Il presidente degli Stati Uniti, di pessima fama, è oggi di passaggio a Bruxelles per imporre agli altri membri della NATO di aumentare le loro spese militari, perché non è contento, come boss della NATO, delle spese consentite dai suoi alleati/protetti europei (inclusa la Turchia). Eppure, nel 2017, le spese militari nel mondo hanno raggiunto un livello record: 1.739 miliardi di $ caratterizzato dal rafforzamento del dominio militare mondiale degli USA. Questi pesano il 35% delle spese mondiali, quasi tre volte di più della Cina (seconda nella classifica) e quasi dieci volte le spese  della Russia. E’ quest’ultima, infatti, che deve avere una fifa terribile degli USA/NATO divenuta ancor più forte di prima. come se non bastasse, Trump ha proposto per il bilancio 2018 di aumentare il capitolo difesa (??) di 195 miliardi e di operare ulteriori drastici tagli al welfare, di già miserevole in sé.

Leggendo le cifre e pensando a tutto il resto ( fame, sete, disoccupazione,conflitti religiosi, razzismi, xenofobie, muri e armi contro gli immigranti, violenza urbana, disastri climatici ed ambientali…), Trump a Bruxelles fa echeggiare tuoni di morte, tuoni lugubri, e ci obbliga a porci la domanda: che senso concreto ha oggi parlare di bene comune dell’umanità ?

La risposta dei cinici è netta: nessun senso, tutte chiacchiere, meglio armarsi ed essere i più forti. Quella dei pragmatici autodefinitisi realisti è più sfumata ma non per questo meno violenta: si, sarebbe bello realizzare il bene comune per tutti, ma è un obiettivo irraggiungibile; cerchiamo di ottenere quello che è possibile affinché i ricchi diventino più compassionevoli e solidali verso i poveri, che i potenti diventino più gentili nei confronti dei dominati, degli esclusi, che tutti si diventi un po’ più umani, cominciando da noi stessi.

Né i cinici, né i pragmatici/realisti contribuiranno a cambiare il corso attuale della storia.
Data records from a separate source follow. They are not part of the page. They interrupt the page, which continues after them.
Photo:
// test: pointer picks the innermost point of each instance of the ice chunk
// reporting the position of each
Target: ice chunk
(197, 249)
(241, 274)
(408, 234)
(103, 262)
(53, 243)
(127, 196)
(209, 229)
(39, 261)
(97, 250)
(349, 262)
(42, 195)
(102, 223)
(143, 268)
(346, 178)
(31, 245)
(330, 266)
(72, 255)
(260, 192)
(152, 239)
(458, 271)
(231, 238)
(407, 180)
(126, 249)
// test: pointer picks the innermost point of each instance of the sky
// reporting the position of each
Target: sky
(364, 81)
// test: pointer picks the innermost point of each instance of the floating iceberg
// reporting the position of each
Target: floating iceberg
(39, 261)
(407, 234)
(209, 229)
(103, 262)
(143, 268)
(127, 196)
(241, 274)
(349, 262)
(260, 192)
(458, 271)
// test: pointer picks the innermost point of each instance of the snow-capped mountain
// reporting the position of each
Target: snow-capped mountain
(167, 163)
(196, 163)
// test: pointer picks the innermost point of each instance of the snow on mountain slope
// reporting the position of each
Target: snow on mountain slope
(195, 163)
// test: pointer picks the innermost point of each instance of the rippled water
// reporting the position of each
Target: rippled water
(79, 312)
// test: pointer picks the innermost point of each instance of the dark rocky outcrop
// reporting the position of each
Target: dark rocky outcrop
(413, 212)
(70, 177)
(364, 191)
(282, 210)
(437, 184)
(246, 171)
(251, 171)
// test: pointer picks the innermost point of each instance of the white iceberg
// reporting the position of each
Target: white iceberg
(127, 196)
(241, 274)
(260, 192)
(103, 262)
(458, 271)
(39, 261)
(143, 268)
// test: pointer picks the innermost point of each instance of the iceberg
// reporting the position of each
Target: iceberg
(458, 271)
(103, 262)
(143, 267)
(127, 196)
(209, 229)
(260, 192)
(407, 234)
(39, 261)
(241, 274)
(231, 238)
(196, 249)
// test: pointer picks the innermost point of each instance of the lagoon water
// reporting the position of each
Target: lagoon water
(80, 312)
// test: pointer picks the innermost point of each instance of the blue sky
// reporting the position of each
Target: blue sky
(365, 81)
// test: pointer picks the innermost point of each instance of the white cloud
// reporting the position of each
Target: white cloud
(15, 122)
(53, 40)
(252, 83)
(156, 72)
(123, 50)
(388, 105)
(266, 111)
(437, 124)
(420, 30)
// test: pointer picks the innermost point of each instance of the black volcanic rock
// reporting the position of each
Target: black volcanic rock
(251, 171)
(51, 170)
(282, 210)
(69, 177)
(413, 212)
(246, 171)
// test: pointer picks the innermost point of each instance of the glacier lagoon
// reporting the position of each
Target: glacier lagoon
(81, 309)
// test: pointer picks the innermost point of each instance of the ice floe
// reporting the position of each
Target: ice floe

Sono strutturalmente incapaci di farlo. Inutile fare pressione e contare su di loro La storia ha cambiato corso realmente a seguito di mutamenti radicali nei principi fondatori e nei meccanismi chiave dei sistemi esistenti. Certo, il Bene Comune dell’Umanità deve restare sempre un obiettivo in mutazione permanente, ma quel che importa è che è possibile, oggi, sradicare alla base ed eliminarli dalla storia della Terra i mali comuni mortiferi come la guerra, l’inuguaglianza e l’impoverimento, i sistemi finanziari predatori.